-Re: Reading multiple input files.
Kim Chew 2014-01-10, 22:18
Yong, this is very helpful! Thanks.
Still trying to wrap my around all this :)
Let's stick to this hypothetical scenario that my data files are located on
different server, for example,
So how does Hadoop determine how many mapper does it need? Can I run my job
hadoop MyJob -input /foo -output output
On Fri, Jan 10, 2014 at 8:04 AM, java8964 <[EMAIL PROTECTED]> wrote:
> The hadoop is very flexible for underline storage system. It is in your
> control, how to utilize the cluster's resource, include CPU, memory, IO
> and network bandwidth.
> Check out hadoop NLineInportFormat, it maybe the right choice for your
> You can put all the metadata of your files (data) into one text file, and
> send this text file to your MR job.
> Each mapper will get one line text from the above file, and start to
> process data representing by this one line text.
> Is it a good solution for you? You have to judge it by yourself. Keep in
> mind followings:
> 1) Normally, the above case is good for a MR job to load data from a third
> party system, for CPU intensive jobs.
> 2) You do utilize the cluster, as if you have 100 mapper tasks, and 100
> files to be processed, you get pretty good concurrency.
> 1) Are your files (or data) equally split around the third party system?
> In the above example, for 100 files (or chunks of data), if one file is
> 10G, and the rest are only 100M, then one mapper will take MUCH longer than
> the rest. You will have lone tail problem, and hurt overall performance.
> 2) NO data locality advantage compared to HDFS. All the mappers need to
> load the data from a third party system remotely.
> 3) If each file (or chunk data) are very large, what about fail over? For
> example, if you have 100 mapper task slots, but only 20 files, with 10G
> data each, then you under-utilize your cluster resource, as only 20 mappers
> will handle them, the rest 80 mapper tasks will be just idle. More
> important, if one mapper failed, all the already processed data has to be
> discard. Another mapper has to restart from beginning for this chunk of
> data. Your overall performance is hurt.

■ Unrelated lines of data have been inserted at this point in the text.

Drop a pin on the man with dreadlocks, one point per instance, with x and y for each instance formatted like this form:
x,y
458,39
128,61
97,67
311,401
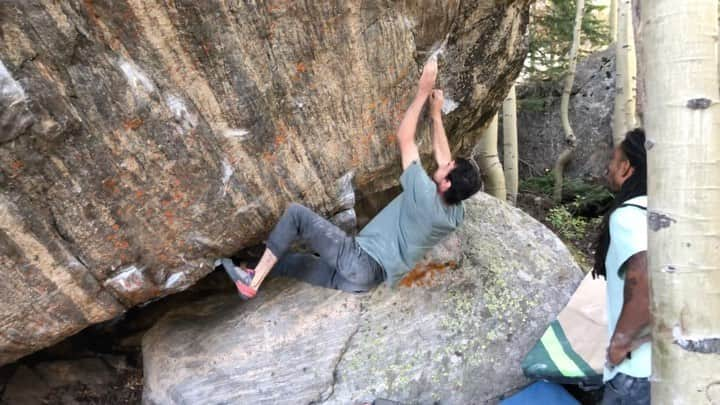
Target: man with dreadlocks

> As you can see, you get a lot of benefits from the HDFS. You lost all of
> them. Sometimes you have no other choices, but have to load the data on the
> fly from some 3rd party system. But you need to think above, and try to
> seek all the benefits which HDFS can provide to you, from the 3rd party
> system, if you can.
> Date: Fri, 10 Jan 2014 01:21:19 -0800
> Subject: Reading multiple input files.
> From: [EMAIL PROTECTED]
> To: [EMAIL PROTECTED]
> How does a MR job read multiple input files from different locations?
> What if the input files are not in hdfs and located on different servers?
> Do I have to copy them to hdfs first and instruct my MR job to read from
> them? Can I instruct my MR job to read directly from those servers?